When Mom had her last stroke and Dad and I drove down to the hospital for the first time to see her, there sat a woman from her congregation that I had never met, peacefully reading a book in a chair at the foot of her bed. I can't begin to say how intensely grateful I was for her presence, because, like me, Dad sucked at hospital visits too, and somebody needed to be there. In fact, most of Mom's congregation took turns staying with her when Dad and I weren't there. If you've got enough friends, they fill in those gaps of ability for each other, to get you through whatever it is you're going through. It's like a potluck of skills. Everybody brings something and soon you have a 7-course banquet of love and compassion. Dessert, obviously, is my specialty, but I can do a hearty main course if necessary. As long as it doesn't involve a hospital visit.

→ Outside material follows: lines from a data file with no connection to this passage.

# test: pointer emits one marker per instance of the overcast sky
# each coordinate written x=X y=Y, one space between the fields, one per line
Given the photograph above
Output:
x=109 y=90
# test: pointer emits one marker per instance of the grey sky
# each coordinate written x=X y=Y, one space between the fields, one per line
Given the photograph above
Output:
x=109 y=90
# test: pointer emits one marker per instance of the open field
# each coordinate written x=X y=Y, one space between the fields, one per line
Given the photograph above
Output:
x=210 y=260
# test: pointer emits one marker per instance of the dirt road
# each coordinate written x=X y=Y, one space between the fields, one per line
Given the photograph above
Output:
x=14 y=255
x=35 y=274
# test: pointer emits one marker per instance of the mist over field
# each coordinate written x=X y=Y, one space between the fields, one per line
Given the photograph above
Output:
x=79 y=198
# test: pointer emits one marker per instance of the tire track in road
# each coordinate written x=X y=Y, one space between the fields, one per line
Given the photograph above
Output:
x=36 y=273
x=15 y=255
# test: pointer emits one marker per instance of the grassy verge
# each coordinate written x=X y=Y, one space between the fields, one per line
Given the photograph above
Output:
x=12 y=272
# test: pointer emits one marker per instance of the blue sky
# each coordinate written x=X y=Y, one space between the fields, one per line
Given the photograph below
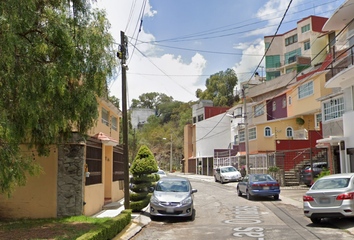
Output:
x=182 y=43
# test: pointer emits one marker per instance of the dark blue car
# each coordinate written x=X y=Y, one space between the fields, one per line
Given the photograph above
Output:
x=258 y=185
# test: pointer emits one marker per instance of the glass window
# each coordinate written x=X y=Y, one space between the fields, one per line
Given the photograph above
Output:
x=289 y=132
x=241 y=135
x=252 y=133
x=267 y=132
x=105 y=116
x=307 y=45
x=333 y=109
x=258 y=110
x=114 y=123
x=305 y=28
x=305 y=90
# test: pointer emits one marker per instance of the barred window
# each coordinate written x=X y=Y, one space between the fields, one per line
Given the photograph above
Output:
x=105 y=116
x=252 y=133
x=305 y=90
x=333 y=109
x=114 y=123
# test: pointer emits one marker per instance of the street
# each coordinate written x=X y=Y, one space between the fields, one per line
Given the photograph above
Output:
x=221 y=214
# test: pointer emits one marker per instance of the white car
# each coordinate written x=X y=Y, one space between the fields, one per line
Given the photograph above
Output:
x=227 y=174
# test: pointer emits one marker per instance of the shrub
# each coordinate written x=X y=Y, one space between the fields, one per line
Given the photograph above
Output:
x=143 y=165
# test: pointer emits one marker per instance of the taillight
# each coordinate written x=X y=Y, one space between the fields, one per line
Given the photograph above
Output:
x=307 y=199
x=345 y=196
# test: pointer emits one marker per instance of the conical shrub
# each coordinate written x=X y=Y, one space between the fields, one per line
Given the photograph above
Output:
x=143 y=165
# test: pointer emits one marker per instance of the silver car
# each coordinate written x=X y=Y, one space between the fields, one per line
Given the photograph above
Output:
x=173 y=197
x=227 y=174
x=330 y=197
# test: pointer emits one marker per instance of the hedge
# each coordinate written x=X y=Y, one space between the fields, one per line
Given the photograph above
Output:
x=110 y=228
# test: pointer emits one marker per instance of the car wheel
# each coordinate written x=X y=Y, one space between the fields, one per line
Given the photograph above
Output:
x=239 y=193
x=316 y=220
x=248 y=195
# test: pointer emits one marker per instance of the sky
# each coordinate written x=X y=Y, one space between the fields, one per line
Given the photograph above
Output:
x=175 y=46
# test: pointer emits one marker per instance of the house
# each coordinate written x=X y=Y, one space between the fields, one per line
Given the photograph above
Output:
x=210 y=129
x=78 y=176
x=338 y=107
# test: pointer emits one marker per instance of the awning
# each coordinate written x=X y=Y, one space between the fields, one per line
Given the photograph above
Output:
x=332 y=139
x=105 y=139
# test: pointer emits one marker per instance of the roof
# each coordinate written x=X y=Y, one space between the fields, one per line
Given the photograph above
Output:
x=107 y=140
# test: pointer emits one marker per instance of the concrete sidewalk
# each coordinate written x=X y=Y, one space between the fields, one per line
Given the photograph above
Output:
x=288 y=195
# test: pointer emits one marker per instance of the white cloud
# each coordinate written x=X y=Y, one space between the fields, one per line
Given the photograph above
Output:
x=143 y=76
x=251 y=55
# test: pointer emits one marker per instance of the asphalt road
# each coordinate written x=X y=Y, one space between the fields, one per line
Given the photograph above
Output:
x=221 y=214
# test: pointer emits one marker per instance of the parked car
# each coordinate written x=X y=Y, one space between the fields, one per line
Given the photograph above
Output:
x=258 y=185
x=161 y=173
x=227 y=174
x=305 y=173
x=330 y=197
x=173 y=197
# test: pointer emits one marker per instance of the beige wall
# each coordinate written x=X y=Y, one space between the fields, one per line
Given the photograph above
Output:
x=94 y=199
x=100 y=127
x=38 y=199
x=310 y=104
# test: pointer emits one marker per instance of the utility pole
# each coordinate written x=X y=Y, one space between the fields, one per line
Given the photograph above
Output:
x=123 y=51
x=171 y=153
x=246 y=131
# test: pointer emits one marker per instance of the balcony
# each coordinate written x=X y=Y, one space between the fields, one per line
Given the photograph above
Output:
x=301 y=134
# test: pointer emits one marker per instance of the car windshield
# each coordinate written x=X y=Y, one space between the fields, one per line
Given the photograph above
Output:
x=262 y=178
x=331 y=183
x=172 y=186
x=228 y=169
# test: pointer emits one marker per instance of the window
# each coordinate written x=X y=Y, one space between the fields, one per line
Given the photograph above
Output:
x=318 y=119
x=114 y=123
x=258 y=110
x=272 y=75
x=305 y=90
x=291 y=40
x=267 y=132
x=273 y=61
x=241 y=135
x=305 y=28
x=105 y=116
x=252 y=133
x=290 y=57
x=333 y=109
x=289 y=131
x=307 y=45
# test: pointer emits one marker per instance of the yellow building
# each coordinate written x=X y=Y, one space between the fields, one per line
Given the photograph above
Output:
x=77 y=177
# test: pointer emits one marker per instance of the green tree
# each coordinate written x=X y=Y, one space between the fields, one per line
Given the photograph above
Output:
x=220 y=88
x=56 y=57
x=144 y=164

Sometimes, just the offer is enough, if it's sincere—and believe me, the bullshit detector is on high when you're in a position to need your friends. When my cousin David in Alaska said "I'll get on a plane and come down if you need me," I believed him. If I'd said, "please come," he'd have been there ready to do whatever. Sometimes, people want to do for you and can't because of their own circumstances, like Mel, who has enough on her plate with two households and a family business to run, a mom with Parkinson's, a husband, a dog, and multiple musical obligations. But Mel's a foundation stone in my life and sometimes that's all you need too, to know that your bedrock is still solid. When you know that, even the little things they can do for you are enough.